Munkherdene should be in high school. Instead the 15-year-old Mongolian sifts through mountains of garbage each day at a rubbish tip in Ulan Bator, collecting scraps of steel, copper and plastic.
Munkherdene, his widower father and elder sister — who moved into a traditional ger closer to the dump after his mother died — sell their wares at the markets. For his toil, the teen makes about 3,000 tugrik, or US$2.70, a day.
“I couldn’t enroll at a new school so it’s easier for me to work at the tip,” Munkherdene said, explaining that when the family moved they lost their legal urban registration — and with it the right to education and healthcare.
Mongolia, one of the poorest countries in Asia, is in the sights of foreign investors looking to cash in on the landlocked country’s bounty of natural resources, including vast untapped mineral deposits.
Luxury brands including Louis Vuitton and Burberry have opened boutiques on Ulan Bator’s Sukhbaatar Square, which is also home to the country’s parliament.
However, for most of Mongolia’s 2.7 million citizens, poverty is still their daily reality. Twenty years after embracing democracy and capitalism, the government is struggling to meet the increasingly urban population’s social needs.
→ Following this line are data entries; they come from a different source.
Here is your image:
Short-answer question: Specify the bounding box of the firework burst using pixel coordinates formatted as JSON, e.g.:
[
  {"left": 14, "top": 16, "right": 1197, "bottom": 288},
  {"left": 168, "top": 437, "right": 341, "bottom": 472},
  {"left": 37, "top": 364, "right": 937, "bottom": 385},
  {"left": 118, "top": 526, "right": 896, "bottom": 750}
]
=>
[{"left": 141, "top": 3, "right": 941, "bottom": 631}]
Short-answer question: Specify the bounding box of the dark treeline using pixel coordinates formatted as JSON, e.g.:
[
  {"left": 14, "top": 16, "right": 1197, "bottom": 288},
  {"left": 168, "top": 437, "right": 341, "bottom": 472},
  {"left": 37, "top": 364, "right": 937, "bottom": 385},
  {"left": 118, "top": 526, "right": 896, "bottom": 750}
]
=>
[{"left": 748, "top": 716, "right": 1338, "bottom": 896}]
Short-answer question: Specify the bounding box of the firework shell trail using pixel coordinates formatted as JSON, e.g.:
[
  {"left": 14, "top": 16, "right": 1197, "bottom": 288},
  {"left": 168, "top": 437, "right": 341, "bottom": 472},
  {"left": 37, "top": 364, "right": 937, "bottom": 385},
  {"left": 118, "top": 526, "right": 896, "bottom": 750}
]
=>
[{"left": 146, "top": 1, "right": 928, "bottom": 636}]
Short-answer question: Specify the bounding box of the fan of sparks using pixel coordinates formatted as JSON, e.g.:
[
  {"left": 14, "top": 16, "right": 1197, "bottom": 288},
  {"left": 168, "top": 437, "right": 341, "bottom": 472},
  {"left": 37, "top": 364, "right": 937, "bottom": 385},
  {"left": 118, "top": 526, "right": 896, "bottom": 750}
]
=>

More than 40 percent of the country’s total population lives in Ulan Bator.
Thousands of herders have abandoned traditional nomadic life in search of economic opportunity or were driven to Mongolia’s cities after a devastating winter that killed off much of their livestock.
“Ulan Bator’s population grew from 600,000 in 1989 to 1,000,000 in 2007 and it’s expected to be 1.3 million in 2025,” UNICEF deputy representative Gilles Fagninou said, adding that overcrowding is a major obstacle to poverty alleviation.
Outside the city center, almost half of the capital’s population live in the sprawling ger districts, with no access to running water, poor sanitation and limited social services. In parliamentary elections in 2008, economic issues took center stage, with candidates from across the political spectrum pledging to improve national strategic asset management so as to guarantee a better distribution of wealth.
Both main parties promised cash payments of about US$1,150 to each citizen but those handouts never came, leading to public protests this year in Ulan Bator.
“We unfortunately don’t have a professional government. It consists of a bunch of politicians who were not properly trained,” said Jargalsaikhan, a leading Mongolian economist and political analyst.
A UN Development Programme report points to a failure in the country’s welfare system — not only were 89.1 percent of poor households receiving welfare payments, but 72.2 percent of non-poor households were also getting benefits.
“Cash payments solve short-term problems, but what really needs to be looked at is who is targeted,” Fagninou said.
As mining companies sign massive deals such as the US$5 billion agreement inked last year for the development of Mongolia’s massive Oyu Tolgoi copper deposit, the population has come to see resources as a quick fix.
Experts say those mining revenues will not necessarily trickle down to those who need them.
“I think the expectations are different to the realities,” said Arshad Sayad, who completed his term as the World Bank’s country manager for Mongolia in July.
“Several things need to be done to generate employment. One of them is realizing mining will not generate jobs. We need to look at other industries where you can add more value, like meat and cashmere,” he said.
Despite this, the more than one-third of Mongolia’s people who live below the poverty line cling to their dreams of a better life.
Ariunzaya, nine, cares for her six-year-old sister and three-year-old brother while her parents work at the rubbish tip.
“I want to be a professional dancer when I get older,” Ariunzaya says.
She shows off a few moves learned from other children — but her home has no electricity, so there is no music.